Whatever happened to emo bands? There was always something reasonably endearing about the best of them – whiny, sure, but so earnest and prone to literate ramblings that they seemed the perfect antidote for an indie scene that seemed to value ironic detachment much more than the nerdy kid’s lovelorn poetry, hastily scrawled onto tear-soaked notebook paper. Was it annoying after a while? It sure was, but you gotta admire these kids’ willingness to put aside rock-minded things like pride, bravado, and balls in favor of just putting it all out there.
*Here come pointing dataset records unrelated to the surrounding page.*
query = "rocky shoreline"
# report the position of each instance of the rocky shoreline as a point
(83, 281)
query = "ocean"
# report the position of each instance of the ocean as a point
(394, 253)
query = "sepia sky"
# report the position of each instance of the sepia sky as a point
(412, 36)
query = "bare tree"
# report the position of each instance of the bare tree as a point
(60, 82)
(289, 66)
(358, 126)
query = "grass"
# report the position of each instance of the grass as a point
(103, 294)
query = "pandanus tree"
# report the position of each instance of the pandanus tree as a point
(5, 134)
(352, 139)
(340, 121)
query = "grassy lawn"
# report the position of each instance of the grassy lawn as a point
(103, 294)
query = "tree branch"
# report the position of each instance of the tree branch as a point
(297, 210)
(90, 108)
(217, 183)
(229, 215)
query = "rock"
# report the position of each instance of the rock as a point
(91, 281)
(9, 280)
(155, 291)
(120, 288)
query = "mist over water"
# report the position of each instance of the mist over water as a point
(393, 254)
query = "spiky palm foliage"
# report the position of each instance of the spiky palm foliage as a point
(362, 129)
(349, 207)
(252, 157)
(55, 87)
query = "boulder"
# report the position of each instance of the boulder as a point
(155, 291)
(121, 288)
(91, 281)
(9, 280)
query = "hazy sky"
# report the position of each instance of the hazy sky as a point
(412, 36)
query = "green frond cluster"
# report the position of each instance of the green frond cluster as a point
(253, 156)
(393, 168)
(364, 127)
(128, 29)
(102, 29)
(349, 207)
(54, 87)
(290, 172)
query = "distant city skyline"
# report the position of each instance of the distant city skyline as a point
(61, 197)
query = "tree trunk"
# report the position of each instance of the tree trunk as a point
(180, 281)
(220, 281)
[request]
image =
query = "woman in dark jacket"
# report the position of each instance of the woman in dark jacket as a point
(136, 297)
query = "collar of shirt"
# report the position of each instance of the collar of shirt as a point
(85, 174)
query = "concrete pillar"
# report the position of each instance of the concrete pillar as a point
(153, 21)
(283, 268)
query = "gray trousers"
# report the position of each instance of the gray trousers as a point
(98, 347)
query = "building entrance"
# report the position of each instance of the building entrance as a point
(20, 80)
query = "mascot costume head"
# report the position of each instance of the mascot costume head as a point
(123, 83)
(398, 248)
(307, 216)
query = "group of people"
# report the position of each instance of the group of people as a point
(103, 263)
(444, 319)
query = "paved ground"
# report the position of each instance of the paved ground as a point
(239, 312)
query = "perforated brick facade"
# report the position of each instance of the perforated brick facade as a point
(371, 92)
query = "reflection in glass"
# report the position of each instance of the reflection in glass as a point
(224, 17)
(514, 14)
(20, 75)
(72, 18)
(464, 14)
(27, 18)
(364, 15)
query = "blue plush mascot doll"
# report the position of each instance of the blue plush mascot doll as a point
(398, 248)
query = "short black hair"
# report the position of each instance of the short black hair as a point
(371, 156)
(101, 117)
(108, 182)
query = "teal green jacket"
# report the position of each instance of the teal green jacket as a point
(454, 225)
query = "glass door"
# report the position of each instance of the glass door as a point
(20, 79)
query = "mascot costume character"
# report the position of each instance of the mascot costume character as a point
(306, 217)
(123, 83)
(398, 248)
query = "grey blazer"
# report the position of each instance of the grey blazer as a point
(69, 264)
Long-since relegated to afterthought status, Taking Back Sunday coasted by on an awful lot of goodwill engendered by their first album, Tell All Your Friends, by all accounts a rocket fired directly into the huge hearts of morose young folks everywhere. Co-vocalist/guitarist John Nolan then took off to form the similar-minded Straylight Run (with a little more reliance on female backing vocals and pretty pianos, but similar nonetheless) and release one startlingly good album followed by an awful one; Taking Back Sunday soldiered on with lead vocalist/guitarist Adam Lazzara executing a revolving-door bandmate policy and making albums that varied in quality from pretty bad (New Again) all the way up to… still pretty bad (Louder Now). Long story short, there’s a reason TBS’s new record is called Taking Back Sunday – Nolan is back, the rest of the original line-up in tow, and as far as fans are concerned, they’re the real Taking Back Sunday for the first time since their debut.
This review isn’t written from an apologist; as a college student, I witnessed far too many scenester kids screaming in what seemed like agony to the astonishingly overblown lyrics of TBS’s most enduring song, “You’re So Last Summer”, for that. But with hindsight, I’ve been able to pinpoint its allure, and I understand it without necessarily sharing in it; here, Taking Back Sunday finally live up to their potential as a reliable provider of overstated emotions with a distinctly pop-punk core. It hits all the right emotional notes without ever becoming eye-rolling; and musically, this is just right. The album’s second track, “Faith (When I Let You Down)”, signals what is to come: agreeably mid-tempo power-pop, and agreeably shouted harmonies layered over huge choruses. It’s what’s not here that’s key – the lyrical content, often about regret and hope (with a few swipes at organized religion peppered in), lacks the dreadfully adolescent slant of previous material, and as their core audience tentatively enters real-adult world, that should be a relief to the grownup TBS fan.
The Taking Back Sunday template is well-worn, sure, and in full display this time around – arpeggiated or muted guitar strings inevitably build to hard strumming, while Lazzara and Nolan’s vocals are full-throated, ragged, and often more than a little bit tortured. But what works, works – it’s telling that the band’s one attempt to subvert the established formula, album opener “El Paso” (sadly, not the Marty Robbins cover one would hope), fails miserably in applying TBS’s strengths to a faux-metal throwdown. It’s tuneless and repetitive, and nothing like the pleasant pop-punk that follows, because it conveniently ignores this band’s devotion to a memorable hook.
The final song here illustrates the manifesto nicely: “Call Me In The Morning” opens like a musical summit between Green Day’s “Wake Me Up When September Ends” and U2’s “So Cruel” before the bass drum starts thudding (in that “I’m signaling a significant change in volume and dynamics” sort of way) and Lazzara/Nolan jump octaves for a soaring chorus. It may be juvenile, but for anyone who’s turned to music like this for any sort of comfort, it’s elating to see it reach for the stars. Taking Back Sunday may as well have been called Huge Hooks and Personal Pronouns, sure – but this is a perfectly likable throwback, tuneful and at least a little bit resonant, and the first time in their career the revitalized band have bothered marrying lyrics that people over 17 can enjoy with music that people, in general, can. That makes it their best work yet, and, hopefully, a positive harbinger of things to come for these adults that still know how to rock a chorus like a frustrated teen.